I've been looking through old CH threads, and scouring online recipes in hopes of finding a butterscotch pudding that rivals the childhood memories of what my nana used to make. I am pretty sure it was a box mix, though most likely not instant.

My thoughts are that homemade things can beat their commercially produced counterparts, but some of the recipes I've seen don't look like they'll taste butterscotch-y, just sort of more caramel-y.

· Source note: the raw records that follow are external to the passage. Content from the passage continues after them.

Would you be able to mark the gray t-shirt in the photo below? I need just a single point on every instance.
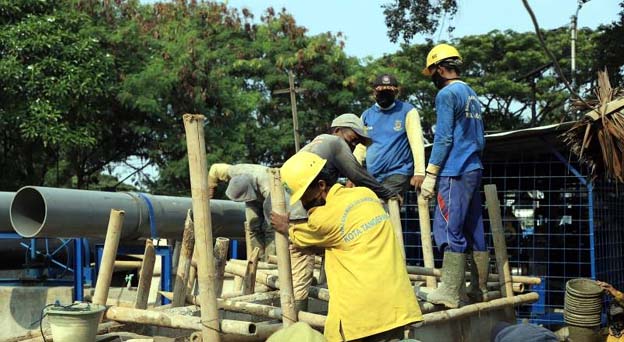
(342, 162)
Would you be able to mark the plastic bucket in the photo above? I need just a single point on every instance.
(74, 323)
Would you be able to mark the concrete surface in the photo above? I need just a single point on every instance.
(20, 307)
(476, 328)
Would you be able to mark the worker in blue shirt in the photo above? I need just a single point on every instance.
(455, 165)
(396, 154)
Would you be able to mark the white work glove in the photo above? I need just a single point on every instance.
(427, 189)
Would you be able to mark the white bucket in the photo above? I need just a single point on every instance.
(75, 323)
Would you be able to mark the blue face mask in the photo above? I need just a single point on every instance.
(438, 80)
(385, 98)
(318, 201)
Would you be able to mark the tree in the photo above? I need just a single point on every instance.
(60, 115)
(407, 18)
(610, 44)
(212, 59)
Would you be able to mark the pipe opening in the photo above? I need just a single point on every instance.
(28, 212)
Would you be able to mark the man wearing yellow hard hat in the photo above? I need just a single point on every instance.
(455, 165)
(360, 249)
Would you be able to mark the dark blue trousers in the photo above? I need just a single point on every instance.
(458, 220)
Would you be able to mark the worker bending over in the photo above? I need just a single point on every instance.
(455, 165)
(347, 131)
(249, 183)
(371, 295)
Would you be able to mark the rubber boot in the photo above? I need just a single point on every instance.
(301, 305)
(452, 291)
(479, 271)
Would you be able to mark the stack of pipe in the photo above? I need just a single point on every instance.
(67, 213)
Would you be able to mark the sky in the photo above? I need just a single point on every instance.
(362, 21)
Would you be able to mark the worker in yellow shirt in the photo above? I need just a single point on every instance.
(371, 295)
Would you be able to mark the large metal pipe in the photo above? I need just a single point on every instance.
(5, 205)
(52, 212)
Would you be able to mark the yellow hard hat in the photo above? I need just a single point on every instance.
(299, 171)
(439, 53)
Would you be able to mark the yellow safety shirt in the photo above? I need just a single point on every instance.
(366, 274)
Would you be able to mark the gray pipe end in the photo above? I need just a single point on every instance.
(28, 212)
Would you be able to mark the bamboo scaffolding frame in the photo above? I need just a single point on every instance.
(425, 238)
(278, 205)
(221, 249)
(395, 218)
(496, 304)
(198, 169)
(249, 280)
(180, 288)
(424, 271)
(176, 321)
(145, 275)
(111, 243)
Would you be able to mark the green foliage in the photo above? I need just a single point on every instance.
(407, 18)
(85, 84)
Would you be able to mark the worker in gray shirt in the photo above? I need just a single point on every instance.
(347, 131)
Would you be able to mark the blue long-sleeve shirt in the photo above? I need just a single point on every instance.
(459, 134)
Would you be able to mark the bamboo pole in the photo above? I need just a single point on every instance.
(175, 258)
(319, 293)
(221, 249)
(254, 297)
(312, 319)
(496, 304)
(425, 238)
(322, 274)
(146, 275)
(262, 265)
(249, 281)
(111, 243)
(424, 271)
(248, 248)
(317, 260)
(516, 287)
(261, 277)
(184, 265)
(176, 321)
(395, 217)
(278, 205)
(500, 246)
(193, 126)
(244, 306)
(192, 272)
(125, 265)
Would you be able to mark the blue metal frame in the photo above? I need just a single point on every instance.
(31, 247)
(590, 203)
(234, 249)
(79, 254)
(165, 252)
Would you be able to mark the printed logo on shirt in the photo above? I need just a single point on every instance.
(365, 227)
(473, 108)
(398, 125)
(343, 219)
(287, 188)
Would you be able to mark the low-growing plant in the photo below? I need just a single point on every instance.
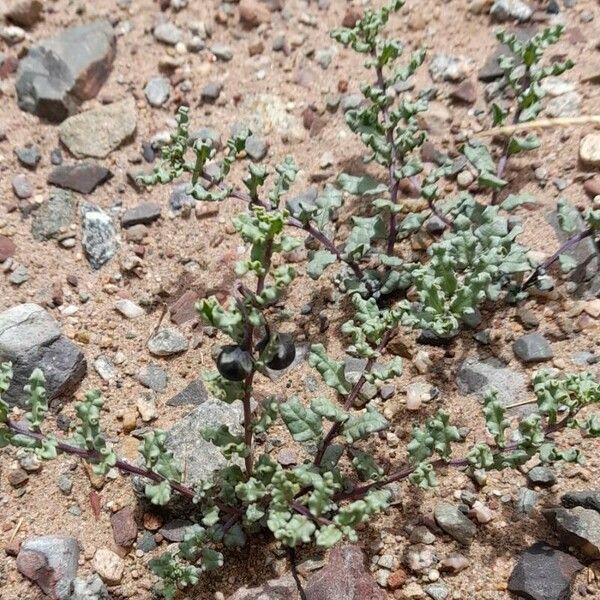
(342, 481)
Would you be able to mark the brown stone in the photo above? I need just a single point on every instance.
(124, 527)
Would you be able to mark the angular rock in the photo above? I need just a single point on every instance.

I'm not looking to use butterscotch chips, extracts, or schnapps. Here are some of the recipes I've been looking at, so I'm interested to see if anyone has made these, and if so, if they have the butterscotch taste I'm trying to re-create (and ultimately improve upon).

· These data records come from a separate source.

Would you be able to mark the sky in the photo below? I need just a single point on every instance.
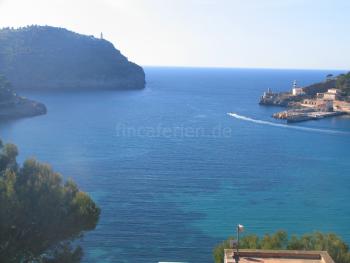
(306, 34)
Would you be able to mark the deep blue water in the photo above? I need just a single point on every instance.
(173, 173)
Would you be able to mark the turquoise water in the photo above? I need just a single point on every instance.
(173, 173)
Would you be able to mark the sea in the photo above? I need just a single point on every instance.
(176, 166)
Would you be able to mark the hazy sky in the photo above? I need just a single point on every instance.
(214, 33)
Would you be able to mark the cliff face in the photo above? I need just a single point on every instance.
(54, 58)
(13, 106)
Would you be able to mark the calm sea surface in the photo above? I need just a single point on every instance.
(173, 173)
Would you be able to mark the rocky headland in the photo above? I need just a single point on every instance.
(51, 58)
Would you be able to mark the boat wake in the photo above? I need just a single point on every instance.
(244, 118)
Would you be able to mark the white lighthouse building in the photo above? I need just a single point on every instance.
(297, 91)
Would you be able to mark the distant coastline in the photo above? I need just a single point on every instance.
(52, 58)
(317, 101)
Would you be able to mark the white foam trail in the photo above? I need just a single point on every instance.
(240, 117)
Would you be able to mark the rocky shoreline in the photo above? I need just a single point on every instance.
(20, 107)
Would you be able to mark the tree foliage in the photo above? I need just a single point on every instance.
(40, 214)
(330, 242)
(50, 57)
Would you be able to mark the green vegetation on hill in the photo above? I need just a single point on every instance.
(40, 216)
(6, 92)
(332, 243)
(13, 106)
(43, 57)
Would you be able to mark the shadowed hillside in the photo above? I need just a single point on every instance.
(43, 57)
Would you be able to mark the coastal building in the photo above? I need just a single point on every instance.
(297, 91)
(267, 93)
(319, 104)
(277, 256)
(340, 105)
(332, 94)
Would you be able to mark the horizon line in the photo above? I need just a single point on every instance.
(232, 67)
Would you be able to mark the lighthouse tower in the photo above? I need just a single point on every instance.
(294, 84)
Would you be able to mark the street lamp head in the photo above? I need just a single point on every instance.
(240, 228)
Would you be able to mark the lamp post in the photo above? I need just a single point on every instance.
(240, 228)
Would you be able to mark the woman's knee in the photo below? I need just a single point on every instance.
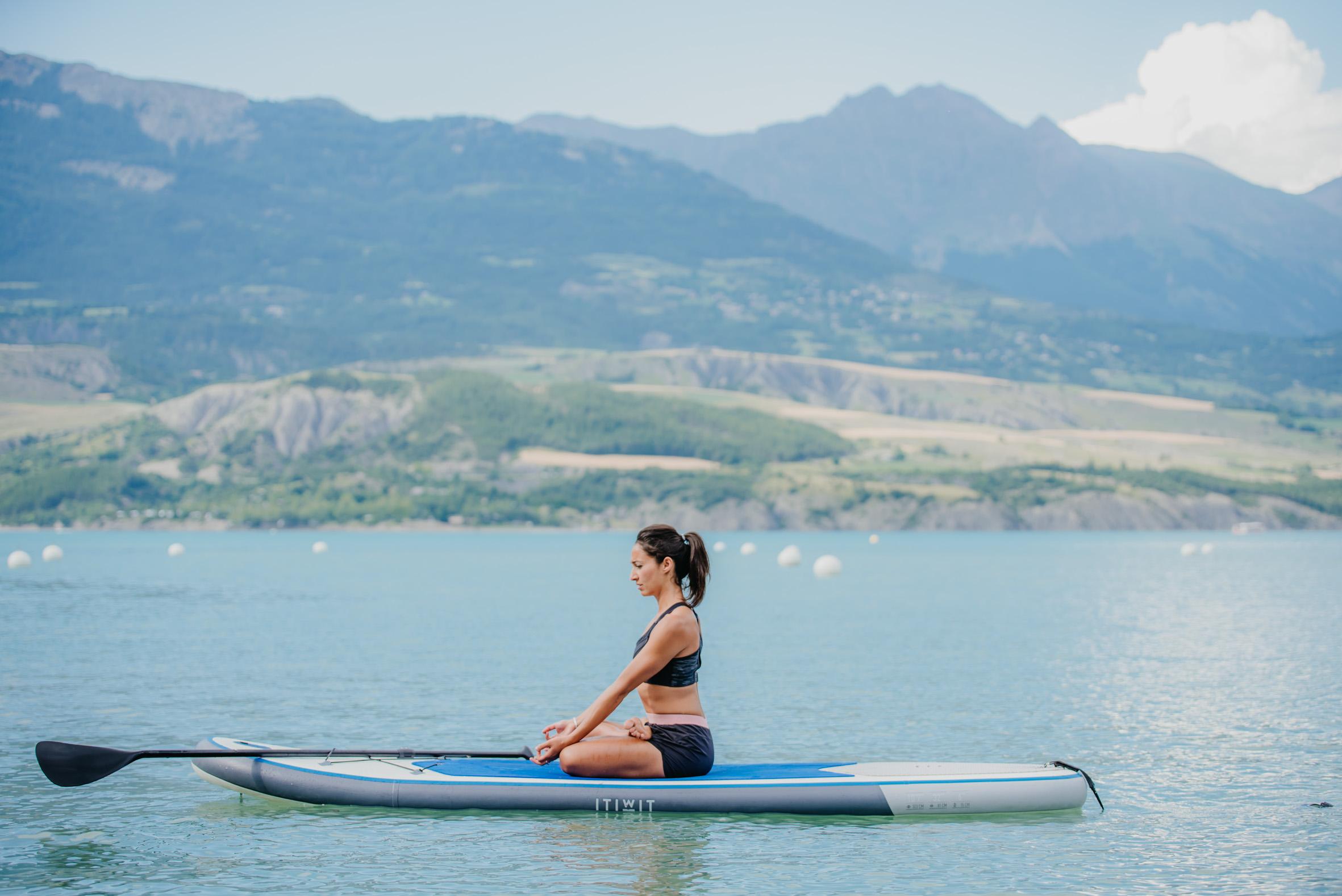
(571, 762)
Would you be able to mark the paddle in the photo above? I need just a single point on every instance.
(73, 765)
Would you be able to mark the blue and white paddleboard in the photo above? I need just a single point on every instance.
(835, 787)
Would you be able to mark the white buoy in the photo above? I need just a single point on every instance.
(827, 566)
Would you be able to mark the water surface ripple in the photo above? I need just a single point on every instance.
(1203, 693)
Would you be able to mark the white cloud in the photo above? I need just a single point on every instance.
(1243, 95)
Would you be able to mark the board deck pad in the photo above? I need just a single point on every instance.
(552, 770)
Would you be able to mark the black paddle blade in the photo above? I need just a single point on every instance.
(73, 765)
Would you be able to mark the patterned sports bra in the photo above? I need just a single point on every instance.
(682, 671)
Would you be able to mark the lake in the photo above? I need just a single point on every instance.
(1203, 694)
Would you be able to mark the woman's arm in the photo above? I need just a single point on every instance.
(664, 644)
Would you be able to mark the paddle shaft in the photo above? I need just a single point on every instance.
(401, 754)
(73, 765)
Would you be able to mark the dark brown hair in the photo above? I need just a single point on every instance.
(686, 552)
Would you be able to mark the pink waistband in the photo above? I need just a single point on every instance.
(677, 718)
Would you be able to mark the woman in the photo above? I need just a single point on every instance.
(674, 739)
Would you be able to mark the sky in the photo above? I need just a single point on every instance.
(1250, 87)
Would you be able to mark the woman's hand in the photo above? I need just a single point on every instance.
(549, 752)
(560, 729)
(636, 727)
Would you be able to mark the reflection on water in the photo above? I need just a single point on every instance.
(1204, 694)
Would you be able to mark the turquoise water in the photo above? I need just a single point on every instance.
(1203, 693)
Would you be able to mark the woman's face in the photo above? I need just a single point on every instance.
(650, 576)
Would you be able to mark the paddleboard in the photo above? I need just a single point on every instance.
(808, 787)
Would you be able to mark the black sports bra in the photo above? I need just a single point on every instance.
(682, 671)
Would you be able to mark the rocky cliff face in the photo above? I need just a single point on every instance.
(1089, 511)
(835, 384)
(297, 419)
(54, 372)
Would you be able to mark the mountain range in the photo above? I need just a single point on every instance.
(939, 177)
(195, 235)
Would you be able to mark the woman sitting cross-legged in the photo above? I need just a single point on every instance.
(674, 739)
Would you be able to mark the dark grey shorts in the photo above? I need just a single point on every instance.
(686, 749)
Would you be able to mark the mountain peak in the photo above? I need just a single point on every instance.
(924, 99)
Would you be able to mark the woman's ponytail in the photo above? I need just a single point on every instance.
(687, 552)
(697, 568)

Thanks. Here are the recipes I'm contemplating:

http://www.epicurious.com/recipes/food/views/OLD-FASHIONED-BUTTERSCOTCH-PUDDING-5145?id=5145 (this came highly recommended in a CH thread, but the reviews lean towards caramel- more than butterscotch-tasting


http://eggbeater.typepad.com/shuna/20... (this looks complicated, so I feel like it must be good)

  1. g
    gwendolynmarie Aug 15, 2008 08:45 AM

    This one has impressed my own grandmother, and I love and trust Kimball's testing process:

    1. stilton Aug 15, 2008 02:05 AM

      David Lebovitz's recipe is grand.

      1. gmm Aug 13, 2008 06:16 PM

        I love this recipe:

        For some reason after I refrigerate it, it feels grainy on the tongue. If anyone knows how to prevent this, please pass it on. But buzzing it with a hand blender will also remedy it.

        1. p
          pengcast Aug 13, 2008 04:40 PM

          I concur that the boxed mix (not instant) is not the same as when I was young. But I do still love it.

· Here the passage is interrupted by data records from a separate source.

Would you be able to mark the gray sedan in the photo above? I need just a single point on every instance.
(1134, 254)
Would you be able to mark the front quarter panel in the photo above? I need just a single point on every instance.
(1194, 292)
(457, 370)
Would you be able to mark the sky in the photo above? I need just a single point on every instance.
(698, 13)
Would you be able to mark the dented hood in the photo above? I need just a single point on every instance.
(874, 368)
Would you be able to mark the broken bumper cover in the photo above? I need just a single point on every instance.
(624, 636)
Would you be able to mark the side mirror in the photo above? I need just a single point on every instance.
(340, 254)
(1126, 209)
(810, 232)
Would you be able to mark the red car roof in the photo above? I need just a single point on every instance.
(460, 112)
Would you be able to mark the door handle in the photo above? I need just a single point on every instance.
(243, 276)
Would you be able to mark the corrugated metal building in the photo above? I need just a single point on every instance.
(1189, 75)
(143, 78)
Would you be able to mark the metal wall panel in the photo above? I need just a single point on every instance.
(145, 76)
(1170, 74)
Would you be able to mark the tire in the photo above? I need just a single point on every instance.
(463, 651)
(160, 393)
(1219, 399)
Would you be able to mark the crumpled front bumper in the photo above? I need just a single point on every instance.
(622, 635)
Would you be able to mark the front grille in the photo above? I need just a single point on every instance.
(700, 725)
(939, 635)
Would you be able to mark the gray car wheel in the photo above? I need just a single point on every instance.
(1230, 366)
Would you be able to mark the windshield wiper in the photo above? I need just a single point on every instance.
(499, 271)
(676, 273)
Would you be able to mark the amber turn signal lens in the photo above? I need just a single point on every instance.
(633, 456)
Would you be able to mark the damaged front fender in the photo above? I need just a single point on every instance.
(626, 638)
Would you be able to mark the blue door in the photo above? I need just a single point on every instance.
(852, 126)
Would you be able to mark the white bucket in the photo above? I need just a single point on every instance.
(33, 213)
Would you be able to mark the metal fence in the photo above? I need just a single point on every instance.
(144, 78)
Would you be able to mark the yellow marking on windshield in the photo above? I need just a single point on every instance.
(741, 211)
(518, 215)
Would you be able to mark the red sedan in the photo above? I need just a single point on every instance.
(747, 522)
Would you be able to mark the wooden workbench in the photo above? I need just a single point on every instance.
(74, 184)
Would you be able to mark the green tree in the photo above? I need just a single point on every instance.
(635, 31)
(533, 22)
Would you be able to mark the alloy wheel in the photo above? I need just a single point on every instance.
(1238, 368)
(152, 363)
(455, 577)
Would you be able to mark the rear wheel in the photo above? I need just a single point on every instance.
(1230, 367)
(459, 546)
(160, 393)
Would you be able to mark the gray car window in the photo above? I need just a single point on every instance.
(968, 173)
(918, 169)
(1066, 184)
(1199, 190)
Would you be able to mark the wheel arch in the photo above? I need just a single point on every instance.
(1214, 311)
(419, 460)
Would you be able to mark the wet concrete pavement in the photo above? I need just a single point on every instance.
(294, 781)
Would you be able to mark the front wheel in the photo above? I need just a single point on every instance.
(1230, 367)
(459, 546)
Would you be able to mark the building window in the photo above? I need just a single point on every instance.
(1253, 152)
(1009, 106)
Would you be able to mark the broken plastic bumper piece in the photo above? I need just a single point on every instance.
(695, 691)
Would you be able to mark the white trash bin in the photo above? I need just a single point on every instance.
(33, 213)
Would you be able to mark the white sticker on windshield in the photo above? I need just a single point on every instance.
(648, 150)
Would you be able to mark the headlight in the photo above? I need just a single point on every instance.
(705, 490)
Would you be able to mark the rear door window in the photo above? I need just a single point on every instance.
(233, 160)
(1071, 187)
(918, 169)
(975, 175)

          My grandma really only made about 5 really killer dishes and one was butterscotch pudding was one of them. I have two of her old cookbooks, so I will see if the butterscotch pudding is in one of them. But if I have to guess, I think she had made it so many times, it wasn't written down.

          I remember standing on a stool helping her stir the sugar while it scotched/scorched. As long as it didn't burn, it was a wonderful smell. I also remember that it was made with whole heavy cream, of course.

          1 Reply
          1. re: pengcast
            corgette Aug 14, 2008 07:21 AM

            I'm trying to get down all my family's recipes, and I've been having a difficult time because so much of what my grandmother made was just of the "until it looks right" school of cooking, with times and amounts resting on instinct rather than formula. Brilliant cooks all of them, but I weep for the loss of some of those recipes that no one got down.

            I think I'm going to pick and choose from some recipes based on what I remember. I think letting the sugar get nice and almost-burnt is the key.

          2. withalonge Aug 11, 2008 08:34 PM

            ah, I feel your pain... I love butterscotch pudding, and yes, totally agree.. most taste more caramel-ey rather than butterscotchy...

            you might enjoy this


            while, I'm not a huge fan of the recipes here... (imho most are prettier pictures than better recipes) this pudding was pretty good... and it did make even better ice cream. though I would omit the booze next time, it over-powered the butterscotchy-ness.

            good luck!

            1 Reply
            1. re: withalonge
              corgette Aug 12, 2008 06:16 PM

              Thanks! I'll be experimenting this week, and that seems like a good recipe to add to the collection.